CARSON CITY — Nevada Attorney General Adam Laxalt told state lawmakers Wednesday that he at no time pressured the Gaming Control Board to intervene in a private legal dispute between Las Vegas Sands Corp. and a former employee.
Laxalt, in his first appearance before the 2017 Legislature, responded to concerns expressed by Gaming Control Board Chairman A.G. Burnett about a private meeting the two men had in March 2016 about the Sands case. Burnett secretly recorded the conversation.
Laxalt and Burnett testified before a joint meeting of the Senate Finance and Assembly Ways and Means committees. The panels met to hear Assembly Bill 513, a bill requested by Ways and Means Chairwoman Maggie Carlton, D-Las Vegas, which would remove the attorney general’s office as counsel for the Gaming Control Board and Gaming Commission and establish an independent legal counsel for the regulators.
Burnett told the committee he thought the Laxalt matter was settled. But Carlton issued a subpoena this month and received Burnett’s recording and an affidavit he prepared. The information was made public in the week ahead of Wednesday’s hearing.
The hearing and surrounding debate about the recording has been characterized by Laxalt and some fellow Republicans as a political attack. Laxalt is considering a run for governor next year.

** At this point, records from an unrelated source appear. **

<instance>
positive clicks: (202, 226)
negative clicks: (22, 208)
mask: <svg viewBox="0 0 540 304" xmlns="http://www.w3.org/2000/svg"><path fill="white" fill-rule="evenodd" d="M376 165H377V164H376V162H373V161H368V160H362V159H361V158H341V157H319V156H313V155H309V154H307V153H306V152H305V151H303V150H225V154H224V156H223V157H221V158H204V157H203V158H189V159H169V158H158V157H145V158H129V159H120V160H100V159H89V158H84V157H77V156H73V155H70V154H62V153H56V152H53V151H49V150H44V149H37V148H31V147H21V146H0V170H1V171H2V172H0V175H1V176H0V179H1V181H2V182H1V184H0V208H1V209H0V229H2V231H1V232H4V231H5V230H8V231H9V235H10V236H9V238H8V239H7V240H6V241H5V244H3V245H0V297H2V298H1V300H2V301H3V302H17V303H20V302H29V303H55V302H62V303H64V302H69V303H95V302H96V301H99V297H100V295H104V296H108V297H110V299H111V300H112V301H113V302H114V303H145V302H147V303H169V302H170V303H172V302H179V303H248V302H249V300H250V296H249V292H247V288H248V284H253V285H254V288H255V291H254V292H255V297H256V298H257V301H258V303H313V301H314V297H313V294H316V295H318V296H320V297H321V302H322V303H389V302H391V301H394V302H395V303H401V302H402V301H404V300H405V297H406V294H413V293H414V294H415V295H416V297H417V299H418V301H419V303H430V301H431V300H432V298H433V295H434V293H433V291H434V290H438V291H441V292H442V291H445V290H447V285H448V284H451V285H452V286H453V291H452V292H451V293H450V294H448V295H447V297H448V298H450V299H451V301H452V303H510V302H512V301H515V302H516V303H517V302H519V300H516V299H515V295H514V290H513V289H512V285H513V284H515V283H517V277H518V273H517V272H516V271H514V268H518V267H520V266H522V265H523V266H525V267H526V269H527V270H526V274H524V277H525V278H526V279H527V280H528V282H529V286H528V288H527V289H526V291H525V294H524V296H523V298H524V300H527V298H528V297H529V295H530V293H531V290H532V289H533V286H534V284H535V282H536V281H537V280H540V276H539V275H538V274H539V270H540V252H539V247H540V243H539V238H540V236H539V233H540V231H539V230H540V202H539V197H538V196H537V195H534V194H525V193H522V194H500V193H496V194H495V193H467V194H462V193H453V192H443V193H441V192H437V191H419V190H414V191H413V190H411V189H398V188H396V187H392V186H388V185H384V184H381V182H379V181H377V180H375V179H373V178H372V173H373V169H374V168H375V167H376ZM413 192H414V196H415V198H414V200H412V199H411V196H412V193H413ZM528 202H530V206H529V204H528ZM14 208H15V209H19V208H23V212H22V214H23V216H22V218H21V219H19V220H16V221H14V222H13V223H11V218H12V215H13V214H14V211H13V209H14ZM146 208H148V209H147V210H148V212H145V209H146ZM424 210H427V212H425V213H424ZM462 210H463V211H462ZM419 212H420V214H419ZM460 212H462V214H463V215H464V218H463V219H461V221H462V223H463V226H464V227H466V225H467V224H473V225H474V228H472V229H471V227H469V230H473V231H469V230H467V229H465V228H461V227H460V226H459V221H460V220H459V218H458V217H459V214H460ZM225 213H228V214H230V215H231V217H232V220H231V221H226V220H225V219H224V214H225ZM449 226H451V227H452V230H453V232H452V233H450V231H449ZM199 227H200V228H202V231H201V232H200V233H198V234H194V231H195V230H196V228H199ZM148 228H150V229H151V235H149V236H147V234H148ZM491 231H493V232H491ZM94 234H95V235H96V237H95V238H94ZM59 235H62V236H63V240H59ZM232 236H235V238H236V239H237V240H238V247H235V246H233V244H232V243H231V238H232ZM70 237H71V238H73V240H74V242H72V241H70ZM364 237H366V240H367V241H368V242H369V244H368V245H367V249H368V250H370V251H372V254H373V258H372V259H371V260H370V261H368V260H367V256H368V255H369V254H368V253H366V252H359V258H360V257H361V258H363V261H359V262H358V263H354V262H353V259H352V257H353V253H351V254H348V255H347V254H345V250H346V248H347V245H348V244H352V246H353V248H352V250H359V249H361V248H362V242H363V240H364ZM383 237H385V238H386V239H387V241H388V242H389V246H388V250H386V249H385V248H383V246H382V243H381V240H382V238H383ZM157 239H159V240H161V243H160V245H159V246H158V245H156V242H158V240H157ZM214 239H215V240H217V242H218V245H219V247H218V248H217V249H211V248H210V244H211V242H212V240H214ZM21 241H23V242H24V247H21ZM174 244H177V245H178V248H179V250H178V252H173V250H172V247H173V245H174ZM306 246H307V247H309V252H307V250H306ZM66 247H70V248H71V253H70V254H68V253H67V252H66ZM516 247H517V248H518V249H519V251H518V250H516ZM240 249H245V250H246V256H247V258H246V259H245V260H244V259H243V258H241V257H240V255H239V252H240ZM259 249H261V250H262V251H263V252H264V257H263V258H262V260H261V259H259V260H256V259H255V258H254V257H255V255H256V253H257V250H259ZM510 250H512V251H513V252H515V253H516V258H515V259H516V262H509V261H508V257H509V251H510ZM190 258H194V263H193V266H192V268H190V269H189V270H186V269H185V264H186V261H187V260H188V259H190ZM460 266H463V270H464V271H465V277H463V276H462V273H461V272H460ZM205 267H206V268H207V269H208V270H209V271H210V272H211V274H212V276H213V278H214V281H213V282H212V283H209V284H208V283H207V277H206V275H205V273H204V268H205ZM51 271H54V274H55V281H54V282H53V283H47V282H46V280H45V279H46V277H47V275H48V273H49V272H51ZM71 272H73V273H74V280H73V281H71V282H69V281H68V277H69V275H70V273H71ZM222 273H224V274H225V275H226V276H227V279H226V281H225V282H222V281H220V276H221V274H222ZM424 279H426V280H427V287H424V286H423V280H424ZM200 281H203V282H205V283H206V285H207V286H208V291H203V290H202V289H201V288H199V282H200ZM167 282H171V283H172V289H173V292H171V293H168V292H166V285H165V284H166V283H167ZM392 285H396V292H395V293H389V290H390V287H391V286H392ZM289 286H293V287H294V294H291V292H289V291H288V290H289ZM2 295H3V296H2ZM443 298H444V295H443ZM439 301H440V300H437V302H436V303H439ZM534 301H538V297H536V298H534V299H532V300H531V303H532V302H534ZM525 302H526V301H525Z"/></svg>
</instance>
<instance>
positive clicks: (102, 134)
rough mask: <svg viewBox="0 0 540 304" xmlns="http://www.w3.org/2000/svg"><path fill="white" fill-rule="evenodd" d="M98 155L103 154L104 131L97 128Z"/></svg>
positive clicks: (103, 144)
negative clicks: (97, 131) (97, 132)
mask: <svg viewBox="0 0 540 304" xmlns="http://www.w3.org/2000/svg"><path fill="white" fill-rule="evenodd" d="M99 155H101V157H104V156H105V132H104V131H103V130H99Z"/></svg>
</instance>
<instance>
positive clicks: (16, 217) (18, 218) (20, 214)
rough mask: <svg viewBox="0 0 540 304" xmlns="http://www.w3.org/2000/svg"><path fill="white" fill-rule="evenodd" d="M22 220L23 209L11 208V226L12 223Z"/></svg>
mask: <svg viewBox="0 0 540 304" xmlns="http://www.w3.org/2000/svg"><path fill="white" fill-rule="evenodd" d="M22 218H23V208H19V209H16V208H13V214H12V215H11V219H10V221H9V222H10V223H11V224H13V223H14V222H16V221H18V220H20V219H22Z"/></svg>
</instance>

But Carlton and other Democrats have expressed concern about the nature of the meeting and whether Laxalt’s discussion with Burnett was done as a favor to Sands, a campaign donor to Laxalt.
Senate Majority Leader Aaron Ford, D-Las Vegas, asked Laxalt if he was advocating on behalf of Sands.
Laxalt said that was not the case and that his legal interest in filing a “friend of the court” brief was rooted in protecting the agency and its ability to preserve confidentiality and the integrity of Nevada’s gaming industry.
Laxalt said such a brief actually could have harmed Sands’ legal position in the case. The transcript of the recording reflected this narrative.
“I know you want to stay out of the broader piece. I know we don’t — I know you don’t, and we agree — don’t even want to touch this joint investigation and whether it covers all these other agencies,” Laxalt said in the conversation with Burnett.
“Sands can battle that out and figure out whether they can convince a judge that it should or shouldn’t,” Laxalt said. “But as to the narrow piece, are you going to support — I mean, I think it’d be a four-page amicus, and it’ll be as narrow as you would be comfortable with, simply laying out ‘Here’s the law as we see it.’ It doesn’t even need to mention the facts of the case. It could be literally that narrow.”
Documents had been sought by the former Sands employee in his wrongful termination lawsuit, which was later settled. No brief from the attorney general or gaming regulators was ever filed in the case.
Burnett said he surreptitiously recorded the conversation out of an abundance of caution. Burnett said he had received information that Laxalt was going to talk to him about the Sands lawsuit and that he was concerned because a decision had been made not to intervene.
Laxalt said his position all along was that most of what Sands wanted in the way of legal intervention by the Gaming Control Board was not appropriate.
Burnett said he turned the recording of his conversation with Laxalt over to the FBI to ensure that the gaming agency was protected in the event the issue became public. The FBI found no wrongdoing in the conversation.
The Review-Journal is owned by the family of Las Vegas Sands Corp. Chairman and CEO Sheldon Adelson.